3.3.4 Therefore it is a settled proposition that if the AO finds that the actual rent received is less than the fair rent for the reason that the assessee has received abnormally high interest-free security deposit, he can undertake necessary exercise in that behalf for determination of fair rent under s. 23(1)(a); however, notional interest on interest-free security deposit cannot be taken as a determinative factor to arrive at the 'fair rent'; rateable value, if correctly determined under the municipal laws, can be taken as ALV under s. 23(1)(a). In view of that, the addition of ` 81,84,246 made by the Ld. AO on account of the annual rental value of the property is accordingly, deleted and the learned Assessing Officer is directed to accept the annual letting value as shown by the appellant at ` 35,32,800/-
It can be noticed that M/s Rem Nord Lab P Ltd have been occupying the premises of the assessee since 1995 and the agreement is being renewed periodically. The AO has not shown that the fair rental value of the property was more than the rent received by the assessee. The agreement with M/s Visage studios was entered only in the preceding year and the assessee could fix the rental value on some other methodology depending upon market conditions.
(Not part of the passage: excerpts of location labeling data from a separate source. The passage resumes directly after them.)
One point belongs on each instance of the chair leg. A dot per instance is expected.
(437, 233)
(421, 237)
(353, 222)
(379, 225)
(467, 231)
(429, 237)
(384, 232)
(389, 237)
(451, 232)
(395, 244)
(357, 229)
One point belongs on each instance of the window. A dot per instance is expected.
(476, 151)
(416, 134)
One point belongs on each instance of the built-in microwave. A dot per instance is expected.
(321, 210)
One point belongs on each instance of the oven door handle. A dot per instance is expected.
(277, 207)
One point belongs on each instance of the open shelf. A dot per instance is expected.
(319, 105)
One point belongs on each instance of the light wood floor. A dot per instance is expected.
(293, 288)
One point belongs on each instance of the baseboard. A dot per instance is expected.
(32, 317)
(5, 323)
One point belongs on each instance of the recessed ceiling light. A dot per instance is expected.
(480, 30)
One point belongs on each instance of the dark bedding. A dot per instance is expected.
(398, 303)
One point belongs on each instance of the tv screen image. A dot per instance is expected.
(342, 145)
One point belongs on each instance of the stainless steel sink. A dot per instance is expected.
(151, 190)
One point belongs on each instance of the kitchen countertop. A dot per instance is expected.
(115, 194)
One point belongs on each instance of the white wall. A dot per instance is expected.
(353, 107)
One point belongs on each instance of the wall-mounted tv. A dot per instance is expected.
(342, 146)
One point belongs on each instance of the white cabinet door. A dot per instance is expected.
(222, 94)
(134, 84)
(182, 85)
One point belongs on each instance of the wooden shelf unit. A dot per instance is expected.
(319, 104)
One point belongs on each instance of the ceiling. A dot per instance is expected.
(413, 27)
The same, in our view, would not render the agreements entered by the assessee with M/s Rem Nord Lab P Ltd since 1995 void. Hence we are of the view that the AO was not justified in determining the Annual Letting value of the property let out to M/s Rem Nord Lab P Ltd by taking the share of income of the assessee in lease rent as the basis. We notice that the Ld CIT(A) has analysed the facts in a proper perspective in accordance with the law and hence we do not find any reason to interfere with his decision rendered on this issue.
In the result, the appeal filed by the assessee is partly allowed and the appeal of the revenue is dismissed. Order has been pronounced in the Court on 15.2.2017.